書名： Mastering PostgreSQL 10
作者名： Hans Jürgen Sch?nig
本章字數： 852字
更新時間： 2021-06-30 19:03:52

Watching VACUUM at work

After this introduction, it is time to see VACUUM in action. I have included this section here because my practical work as a PostgreSQL consultant and supporter (http://postgresql-support.de/) indicates that most people only have a very vague understanding of what happens on the storage side.

To stress this point again, in most cases, VACUUM will not shrink your tables; space is usually not returned to the filesystem.

Here is my example:

CREATE TABLE t_test (id int) WITH (autovacuum_enabled = off); 
INSERT INTO t_test 
   SELECT * FROM generate_series(1, 100000);

The idea is to create a simple table containing 100,000 rows. Note that it is possible to turn autovacuum off for specific tables. Usually, this is not a good idea for most applications. However, there are corner case, where autovacuum_enabled = off makes sense. Just consider a table whose life cycle is very short. It does not make sense to clean out tuples if the developer already knows that the entire table will be dropped within seconds. In data warehousing, this can be the case if you use tables as staging areas.
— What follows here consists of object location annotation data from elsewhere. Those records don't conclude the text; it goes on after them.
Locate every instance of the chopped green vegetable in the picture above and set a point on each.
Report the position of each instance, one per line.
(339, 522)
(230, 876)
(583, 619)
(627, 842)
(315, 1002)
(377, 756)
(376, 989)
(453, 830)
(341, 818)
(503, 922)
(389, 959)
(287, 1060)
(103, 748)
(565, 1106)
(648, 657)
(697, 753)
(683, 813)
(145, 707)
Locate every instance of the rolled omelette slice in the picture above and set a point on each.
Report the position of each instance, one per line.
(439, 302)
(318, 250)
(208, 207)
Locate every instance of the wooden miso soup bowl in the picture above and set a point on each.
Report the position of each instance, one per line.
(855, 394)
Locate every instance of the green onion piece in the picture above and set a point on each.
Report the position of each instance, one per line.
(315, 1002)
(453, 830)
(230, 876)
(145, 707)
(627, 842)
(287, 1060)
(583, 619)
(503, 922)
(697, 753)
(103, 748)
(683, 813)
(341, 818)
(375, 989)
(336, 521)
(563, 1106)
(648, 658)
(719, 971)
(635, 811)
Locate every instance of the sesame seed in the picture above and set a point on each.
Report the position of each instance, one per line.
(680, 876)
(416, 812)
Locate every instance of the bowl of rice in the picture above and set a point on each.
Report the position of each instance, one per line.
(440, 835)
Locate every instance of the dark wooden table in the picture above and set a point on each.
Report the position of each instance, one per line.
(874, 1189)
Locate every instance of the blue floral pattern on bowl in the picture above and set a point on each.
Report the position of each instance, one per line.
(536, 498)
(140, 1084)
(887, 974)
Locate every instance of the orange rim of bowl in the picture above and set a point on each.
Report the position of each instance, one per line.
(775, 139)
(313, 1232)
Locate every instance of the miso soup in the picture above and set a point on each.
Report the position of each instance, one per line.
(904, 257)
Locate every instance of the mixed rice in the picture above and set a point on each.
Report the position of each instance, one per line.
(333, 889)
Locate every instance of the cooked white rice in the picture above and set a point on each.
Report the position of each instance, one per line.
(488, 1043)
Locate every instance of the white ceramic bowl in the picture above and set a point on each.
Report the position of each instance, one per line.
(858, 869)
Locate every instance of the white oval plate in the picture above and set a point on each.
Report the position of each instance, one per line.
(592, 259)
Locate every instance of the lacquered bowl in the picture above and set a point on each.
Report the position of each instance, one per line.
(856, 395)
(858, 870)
VACUUM is turned off in this example to ensure that nothing happens in the background; all you see is triggered by me and not by some process.

First of all, the size of the table is checked:

test=# SELECT pg_size_pretty(pg_relation_size('t_test')); 
pg_size_pretty
----------------
 3544 kB
(1 row)

pg_relation_size returns the size of a table in bytes. pg_size_pretty will take this number and turn it into something human-readable.

Then, all rows in the table will be updated:

test=# UPDATE t_test SET id = id + 1;  
UPDATE 100000

What happens is highly important to understand PostgreSQL; the database engine has to copy all the rows. Why? First of all, we don't know whether the transaction will be successful, so the data cannot be overwritten. The second important aspect is that a concurrent transaction might still be seeing the old version of the data.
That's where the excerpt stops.